毎日リビングのテーブルに置かれている5000円札。


毎日毎日5000円。


そんなにお金使うわけないじゃん。


お陰でお金も溜まってしまった。


愛されたいなんて思ったことは無い。


どうすれば人に好きになって貰えるのかわからないから、友達も恋人もいなかった。


毎日喋る人もいなかったから、喋り方を忘れてしまった。


お陰で無口で無表情。

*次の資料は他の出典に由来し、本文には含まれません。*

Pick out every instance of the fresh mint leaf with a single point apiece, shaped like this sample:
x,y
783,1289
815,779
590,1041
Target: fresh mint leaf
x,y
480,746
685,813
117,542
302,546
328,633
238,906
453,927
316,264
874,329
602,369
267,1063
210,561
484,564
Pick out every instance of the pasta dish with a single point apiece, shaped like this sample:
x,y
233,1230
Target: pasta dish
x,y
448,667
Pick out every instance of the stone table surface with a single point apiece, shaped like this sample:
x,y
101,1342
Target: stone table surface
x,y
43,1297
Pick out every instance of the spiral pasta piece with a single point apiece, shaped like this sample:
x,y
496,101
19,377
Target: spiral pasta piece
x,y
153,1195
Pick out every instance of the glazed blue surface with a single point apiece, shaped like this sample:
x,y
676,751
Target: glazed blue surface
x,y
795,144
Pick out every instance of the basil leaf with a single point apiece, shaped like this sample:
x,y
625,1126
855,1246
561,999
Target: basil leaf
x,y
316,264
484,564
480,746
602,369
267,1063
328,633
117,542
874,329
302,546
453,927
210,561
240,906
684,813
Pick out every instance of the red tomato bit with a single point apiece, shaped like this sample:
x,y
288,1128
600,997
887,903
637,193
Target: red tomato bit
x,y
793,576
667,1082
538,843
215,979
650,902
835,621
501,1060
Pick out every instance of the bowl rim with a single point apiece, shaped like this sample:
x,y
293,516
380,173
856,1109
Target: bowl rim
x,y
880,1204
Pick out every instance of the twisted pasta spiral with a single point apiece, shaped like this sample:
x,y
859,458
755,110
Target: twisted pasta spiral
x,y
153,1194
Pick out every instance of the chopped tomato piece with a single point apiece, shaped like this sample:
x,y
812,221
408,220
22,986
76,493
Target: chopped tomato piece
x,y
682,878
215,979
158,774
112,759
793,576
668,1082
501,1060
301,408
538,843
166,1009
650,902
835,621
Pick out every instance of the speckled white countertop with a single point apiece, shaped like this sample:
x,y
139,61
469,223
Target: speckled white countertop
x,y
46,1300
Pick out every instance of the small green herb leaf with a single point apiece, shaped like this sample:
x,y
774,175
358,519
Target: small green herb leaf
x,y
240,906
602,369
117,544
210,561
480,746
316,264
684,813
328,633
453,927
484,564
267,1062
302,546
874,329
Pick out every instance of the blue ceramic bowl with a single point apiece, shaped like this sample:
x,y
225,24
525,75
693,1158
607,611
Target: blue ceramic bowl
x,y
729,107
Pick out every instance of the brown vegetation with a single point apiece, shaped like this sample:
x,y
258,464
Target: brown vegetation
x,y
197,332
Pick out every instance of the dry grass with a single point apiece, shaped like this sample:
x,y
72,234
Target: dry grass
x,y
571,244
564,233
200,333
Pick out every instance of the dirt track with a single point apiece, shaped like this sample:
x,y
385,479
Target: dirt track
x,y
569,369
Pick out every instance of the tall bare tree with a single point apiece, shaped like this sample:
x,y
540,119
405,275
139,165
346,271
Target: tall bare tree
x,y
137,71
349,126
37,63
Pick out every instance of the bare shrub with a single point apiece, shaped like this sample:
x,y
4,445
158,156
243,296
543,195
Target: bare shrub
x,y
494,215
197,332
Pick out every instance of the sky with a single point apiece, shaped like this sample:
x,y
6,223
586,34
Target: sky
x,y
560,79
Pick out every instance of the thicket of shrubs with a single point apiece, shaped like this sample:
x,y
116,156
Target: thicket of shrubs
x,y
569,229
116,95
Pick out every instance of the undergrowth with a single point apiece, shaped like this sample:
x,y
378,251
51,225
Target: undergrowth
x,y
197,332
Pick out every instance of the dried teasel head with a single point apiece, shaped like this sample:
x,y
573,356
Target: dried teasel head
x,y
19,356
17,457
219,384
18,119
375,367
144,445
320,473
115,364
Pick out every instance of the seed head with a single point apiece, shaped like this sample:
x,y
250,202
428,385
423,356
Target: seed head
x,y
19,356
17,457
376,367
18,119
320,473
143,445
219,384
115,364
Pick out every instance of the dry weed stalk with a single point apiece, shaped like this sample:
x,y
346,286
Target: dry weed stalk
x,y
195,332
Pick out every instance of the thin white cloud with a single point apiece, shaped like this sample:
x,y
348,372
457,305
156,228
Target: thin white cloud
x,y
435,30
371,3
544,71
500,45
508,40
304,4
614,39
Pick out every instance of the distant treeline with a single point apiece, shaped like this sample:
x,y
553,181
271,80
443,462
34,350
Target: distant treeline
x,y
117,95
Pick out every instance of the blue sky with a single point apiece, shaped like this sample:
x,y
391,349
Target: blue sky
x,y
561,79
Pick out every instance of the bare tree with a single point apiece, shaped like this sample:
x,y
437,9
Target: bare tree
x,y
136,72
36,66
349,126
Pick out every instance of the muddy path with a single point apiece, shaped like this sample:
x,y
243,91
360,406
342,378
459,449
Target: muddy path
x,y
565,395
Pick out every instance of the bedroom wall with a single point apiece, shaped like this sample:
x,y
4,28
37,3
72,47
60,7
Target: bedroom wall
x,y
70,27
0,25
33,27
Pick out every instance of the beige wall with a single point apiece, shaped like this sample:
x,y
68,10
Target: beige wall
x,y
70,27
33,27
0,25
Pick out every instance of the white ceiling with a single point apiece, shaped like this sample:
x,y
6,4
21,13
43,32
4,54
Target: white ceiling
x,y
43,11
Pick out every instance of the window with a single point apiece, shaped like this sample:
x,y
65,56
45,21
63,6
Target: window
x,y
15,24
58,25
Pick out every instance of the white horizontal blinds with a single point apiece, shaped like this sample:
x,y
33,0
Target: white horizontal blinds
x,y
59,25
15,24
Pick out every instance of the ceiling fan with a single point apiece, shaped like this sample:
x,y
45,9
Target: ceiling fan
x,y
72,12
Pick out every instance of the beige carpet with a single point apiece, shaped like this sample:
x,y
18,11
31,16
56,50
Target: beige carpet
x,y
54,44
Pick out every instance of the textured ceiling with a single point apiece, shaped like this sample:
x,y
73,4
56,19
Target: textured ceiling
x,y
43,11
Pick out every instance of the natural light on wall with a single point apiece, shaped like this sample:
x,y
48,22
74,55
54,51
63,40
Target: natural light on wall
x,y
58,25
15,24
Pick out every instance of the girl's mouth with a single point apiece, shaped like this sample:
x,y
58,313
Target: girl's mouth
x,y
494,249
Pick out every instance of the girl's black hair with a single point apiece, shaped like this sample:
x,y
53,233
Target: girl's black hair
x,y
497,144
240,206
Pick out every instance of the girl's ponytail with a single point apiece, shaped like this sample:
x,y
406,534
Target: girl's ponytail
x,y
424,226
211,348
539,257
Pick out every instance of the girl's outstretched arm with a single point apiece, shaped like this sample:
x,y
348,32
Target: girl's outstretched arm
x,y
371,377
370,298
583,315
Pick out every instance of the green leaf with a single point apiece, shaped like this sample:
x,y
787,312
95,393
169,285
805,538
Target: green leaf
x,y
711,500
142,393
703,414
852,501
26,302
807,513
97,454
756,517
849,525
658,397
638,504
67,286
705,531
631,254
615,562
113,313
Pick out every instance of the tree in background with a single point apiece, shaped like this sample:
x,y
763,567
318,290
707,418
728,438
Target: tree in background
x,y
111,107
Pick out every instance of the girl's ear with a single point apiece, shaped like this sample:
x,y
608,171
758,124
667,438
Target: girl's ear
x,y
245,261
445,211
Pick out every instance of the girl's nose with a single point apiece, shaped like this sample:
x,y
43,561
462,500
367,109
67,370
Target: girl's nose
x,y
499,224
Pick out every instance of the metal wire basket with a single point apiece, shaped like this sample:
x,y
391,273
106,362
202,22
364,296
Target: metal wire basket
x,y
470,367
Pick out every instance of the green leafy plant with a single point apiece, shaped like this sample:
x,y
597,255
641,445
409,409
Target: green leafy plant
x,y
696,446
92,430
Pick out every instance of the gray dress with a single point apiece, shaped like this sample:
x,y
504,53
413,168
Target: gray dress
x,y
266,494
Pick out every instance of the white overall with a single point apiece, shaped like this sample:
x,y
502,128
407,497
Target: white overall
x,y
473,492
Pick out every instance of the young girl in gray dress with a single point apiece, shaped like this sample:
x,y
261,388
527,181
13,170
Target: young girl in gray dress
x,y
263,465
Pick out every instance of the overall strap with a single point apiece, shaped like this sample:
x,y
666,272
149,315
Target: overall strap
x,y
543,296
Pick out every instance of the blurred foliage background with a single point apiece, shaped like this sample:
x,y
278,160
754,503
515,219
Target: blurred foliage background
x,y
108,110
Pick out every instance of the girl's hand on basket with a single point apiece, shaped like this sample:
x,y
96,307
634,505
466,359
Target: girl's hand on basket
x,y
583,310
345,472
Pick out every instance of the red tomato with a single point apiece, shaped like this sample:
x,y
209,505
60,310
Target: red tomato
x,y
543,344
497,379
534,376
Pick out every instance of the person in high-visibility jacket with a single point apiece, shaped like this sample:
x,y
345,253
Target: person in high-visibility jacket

無愛想な子供になってしまった。


だから、逃げ出したいと思ったのだ。


幸いお金はある。


遠出をしようと思って置き手紙も書かずに飛び出した。


その先で事故に遭うなんて思わずに。


事故に遭って家のある同じ県の病院に居た時。


朦朧として、身体も動かす事も出来なかったけど、意識はあった。


死ぬ間際まで意識はあったのだ。


でも、一度も両親は来てくれなかった。


娘よりも仕事。


その事を思い知らさせた時に私は初めて涙を流したのだ。


きっと、心の何処かで思っていたのだ。


期待していたのだ。


両親はきっと、私を愛してくれているのだと。


でも、違かった。


両親は私なんて愛してくれていなかった。


私のことを覚えていたのかすら怪しいのだ。


その事実を受け止め、


痛いと悲鳴をあげる(こころ)を押さえて、


私は泣きながら、この世を去った。







何の因果か私は生まれ変わったらしい。


公爵令嬢として。


でも。


今世でも。


両親には愛されていないらしい。


両親は私を見ようとしない。


私は広い部屋で1人、生活する毎日。


そして月日は流れて15歳。


今世でも愛を知らない、無表情な女になってしまった。


そして、その顔を見て思い出す。


これ、あの、ゲームに出ていた子じゃない?


と。


前に愛というものを知りたくて、流行っていた乙女ゲームとやらをやってみたのだ。


でも、誰にでも愛される可愛いヒロインは私には合わなかった。


誰からにでも愛される子なんているわけないじゃん。


それよりも、愛を知らない悪役令嬢が気になった。


私と同じだと思ったのだ。


でも彼女は悪役令嬢。


救えるルートがなかった。


どの攻略者、ルートに行っても、彼女は死ぬか幽閉なのだ。


愛が欲しかった彼女は自分自身を見て欲しくて色々事件を起こす。


だから、幽閉か死なのだ。


でも、私は違う。


愛なんて望まない。


希望なんて持たない。


もう、あんな胸の痛みはいやだから。


最初から期待なんてしない。


だから、大丈夫。


悪役令嬢(わたし)は死なない。


必ず、生き抜いてみせる。






ありがとうございました!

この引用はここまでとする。